In 1904, Payton founded the Afro-American Realty Company, enticing well off Black shareholders with a prospectus reading: “The very prejudice that has heretofore worked against us can be turned and used to our profit.”

His groundbreaking enterprise met with resistance. Block associations opposed integration, and white owners pledged not to sell to blacks. In 1905, a New York Herald story titled, “Negros Move into Harlem” stated, “An untoward circumstance has been injected into the private dwelling market in the vicinity of 133rd and 134th Streets. During the last three years flats that were occupied entirely by white folks…have been captured for occupation by a Negro population. One Hundred and Thirty-third Street still shows some signs of resistance to the blending of colors in that street, but between Lenox and Seventh Avenues has practically succumbed to the ingress of colored tenants…Real estate brokers predict that it is only a matter of time when the entire block will be a stronghold of the Negro population.”

That same year, the New York Times wrote of a “negro invasion,” and referred to one conflict as a “Real Estate Race War.” The Hudson Realty Company bought three 135th St. tenements from the Afro-American Realty Co., promptly evicted their black tenants, and replaced them with white ones.

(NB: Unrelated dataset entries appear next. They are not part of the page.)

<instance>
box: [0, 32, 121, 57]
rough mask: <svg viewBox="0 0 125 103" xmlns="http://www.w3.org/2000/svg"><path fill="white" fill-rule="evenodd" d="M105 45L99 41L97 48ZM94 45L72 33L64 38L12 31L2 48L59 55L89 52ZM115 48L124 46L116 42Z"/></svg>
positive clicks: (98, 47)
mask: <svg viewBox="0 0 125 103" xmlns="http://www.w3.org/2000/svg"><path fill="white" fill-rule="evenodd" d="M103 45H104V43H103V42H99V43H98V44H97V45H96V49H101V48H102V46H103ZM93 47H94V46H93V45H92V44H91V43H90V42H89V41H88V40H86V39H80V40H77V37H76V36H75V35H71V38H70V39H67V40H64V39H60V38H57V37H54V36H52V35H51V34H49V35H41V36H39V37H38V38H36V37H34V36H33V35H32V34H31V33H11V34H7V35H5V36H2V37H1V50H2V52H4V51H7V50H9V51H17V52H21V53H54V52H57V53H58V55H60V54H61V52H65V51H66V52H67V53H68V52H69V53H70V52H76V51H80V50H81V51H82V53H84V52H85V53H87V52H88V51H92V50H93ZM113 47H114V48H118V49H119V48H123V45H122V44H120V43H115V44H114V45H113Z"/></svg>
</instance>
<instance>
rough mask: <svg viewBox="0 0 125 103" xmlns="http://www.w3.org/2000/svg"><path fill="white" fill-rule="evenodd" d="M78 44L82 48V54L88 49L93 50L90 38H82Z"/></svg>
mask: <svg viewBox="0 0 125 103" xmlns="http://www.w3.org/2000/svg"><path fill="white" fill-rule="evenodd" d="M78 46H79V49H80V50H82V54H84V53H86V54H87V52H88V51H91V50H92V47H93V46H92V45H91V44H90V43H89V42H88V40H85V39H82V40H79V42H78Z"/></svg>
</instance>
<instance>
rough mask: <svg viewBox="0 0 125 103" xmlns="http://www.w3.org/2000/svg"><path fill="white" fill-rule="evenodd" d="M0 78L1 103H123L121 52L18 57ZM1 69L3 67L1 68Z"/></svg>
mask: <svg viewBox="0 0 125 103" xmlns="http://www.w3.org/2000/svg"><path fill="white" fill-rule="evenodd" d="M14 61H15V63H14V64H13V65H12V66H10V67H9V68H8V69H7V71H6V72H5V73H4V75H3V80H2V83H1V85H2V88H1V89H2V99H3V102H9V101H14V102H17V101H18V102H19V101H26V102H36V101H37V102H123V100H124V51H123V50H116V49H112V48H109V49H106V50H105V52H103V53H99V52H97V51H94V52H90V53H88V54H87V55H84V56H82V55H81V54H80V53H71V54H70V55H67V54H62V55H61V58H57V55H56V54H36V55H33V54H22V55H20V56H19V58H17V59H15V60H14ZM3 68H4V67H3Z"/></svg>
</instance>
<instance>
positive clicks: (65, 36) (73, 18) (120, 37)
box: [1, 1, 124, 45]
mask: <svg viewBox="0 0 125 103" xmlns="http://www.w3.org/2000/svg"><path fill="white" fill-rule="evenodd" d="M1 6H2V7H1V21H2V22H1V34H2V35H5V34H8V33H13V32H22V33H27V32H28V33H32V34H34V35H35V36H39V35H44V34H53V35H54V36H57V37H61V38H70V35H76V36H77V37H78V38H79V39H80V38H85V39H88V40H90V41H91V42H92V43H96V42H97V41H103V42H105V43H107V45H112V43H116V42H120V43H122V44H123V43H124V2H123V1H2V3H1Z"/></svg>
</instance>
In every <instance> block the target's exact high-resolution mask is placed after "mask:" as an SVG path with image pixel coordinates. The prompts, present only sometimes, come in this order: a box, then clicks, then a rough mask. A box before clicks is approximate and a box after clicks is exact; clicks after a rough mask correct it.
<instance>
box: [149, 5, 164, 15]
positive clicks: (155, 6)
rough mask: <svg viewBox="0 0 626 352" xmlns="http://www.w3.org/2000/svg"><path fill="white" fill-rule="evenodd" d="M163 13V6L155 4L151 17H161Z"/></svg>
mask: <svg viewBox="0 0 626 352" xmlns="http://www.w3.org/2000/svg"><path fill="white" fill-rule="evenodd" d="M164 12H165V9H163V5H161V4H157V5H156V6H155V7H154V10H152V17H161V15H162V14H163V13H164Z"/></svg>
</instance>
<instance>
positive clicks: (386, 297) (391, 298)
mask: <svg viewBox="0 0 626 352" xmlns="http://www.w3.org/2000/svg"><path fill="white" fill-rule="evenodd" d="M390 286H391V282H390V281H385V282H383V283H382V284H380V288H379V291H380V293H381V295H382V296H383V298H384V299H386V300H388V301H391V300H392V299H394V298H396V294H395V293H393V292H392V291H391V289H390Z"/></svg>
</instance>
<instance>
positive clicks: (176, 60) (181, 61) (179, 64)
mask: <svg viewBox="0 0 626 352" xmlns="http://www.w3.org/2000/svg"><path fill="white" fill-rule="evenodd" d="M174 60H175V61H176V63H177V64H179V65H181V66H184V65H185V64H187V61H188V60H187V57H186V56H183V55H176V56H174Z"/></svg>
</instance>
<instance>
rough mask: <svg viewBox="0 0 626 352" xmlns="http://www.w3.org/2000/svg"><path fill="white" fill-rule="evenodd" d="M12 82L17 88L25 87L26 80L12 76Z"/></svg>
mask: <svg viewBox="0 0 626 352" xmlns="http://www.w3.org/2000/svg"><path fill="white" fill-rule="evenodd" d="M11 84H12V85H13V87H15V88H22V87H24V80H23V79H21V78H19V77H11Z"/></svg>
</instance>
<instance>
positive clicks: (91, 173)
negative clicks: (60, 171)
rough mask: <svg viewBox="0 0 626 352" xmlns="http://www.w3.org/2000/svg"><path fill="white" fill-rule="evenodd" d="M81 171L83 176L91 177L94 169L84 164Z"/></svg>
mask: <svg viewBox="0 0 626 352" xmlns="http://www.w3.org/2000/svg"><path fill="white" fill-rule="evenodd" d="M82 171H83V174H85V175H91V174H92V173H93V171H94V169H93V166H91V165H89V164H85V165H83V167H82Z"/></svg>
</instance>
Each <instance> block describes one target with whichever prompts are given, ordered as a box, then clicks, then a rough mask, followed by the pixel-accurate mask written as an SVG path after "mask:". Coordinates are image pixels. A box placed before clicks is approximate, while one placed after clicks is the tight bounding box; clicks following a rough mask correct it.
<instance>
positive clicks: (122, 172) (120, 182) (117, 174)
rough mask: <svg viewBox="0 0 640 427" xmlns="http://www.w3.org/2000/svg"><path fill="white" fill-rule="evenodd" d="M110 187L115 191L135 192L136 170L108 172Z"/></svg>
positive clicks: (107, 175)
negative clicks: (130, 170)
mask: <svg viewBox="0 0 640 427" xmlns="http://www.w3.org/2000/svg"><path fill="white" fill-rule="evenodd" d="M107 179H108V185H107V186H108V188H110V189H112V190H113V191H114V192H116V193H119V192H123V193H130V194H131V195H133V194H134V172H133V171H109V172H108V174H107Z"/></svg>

Payton’s company retaliated by purchasing two adjacent apartment houses, evicting their white tenants, and moving in the dispossessed black residents. Eventually Hudson Realty gave up on re-colonization and sold the buildings back to Payton at a substantial loss.

Afro-American Realty soon had over one million dollars in assets, and was buying properties throughout the district. But Payton overextended, and a lawsuit by shareholders, together with a recession, caused it to shutter in 1908. Payton continued in Harlem real estate until he died of liver cancer in 1917, at the age of 41.

By 1913 there were 50,000-70,000 African Americans making Harlem their home. In the 1920s, the neighborhood reached it zenith when Black artists, writers and musicians converged there, producing extraordinary works of the Harlem Renaissance. Payton’s pioneering fight to erase the color line not only transformed NYC – he enhanced American culture.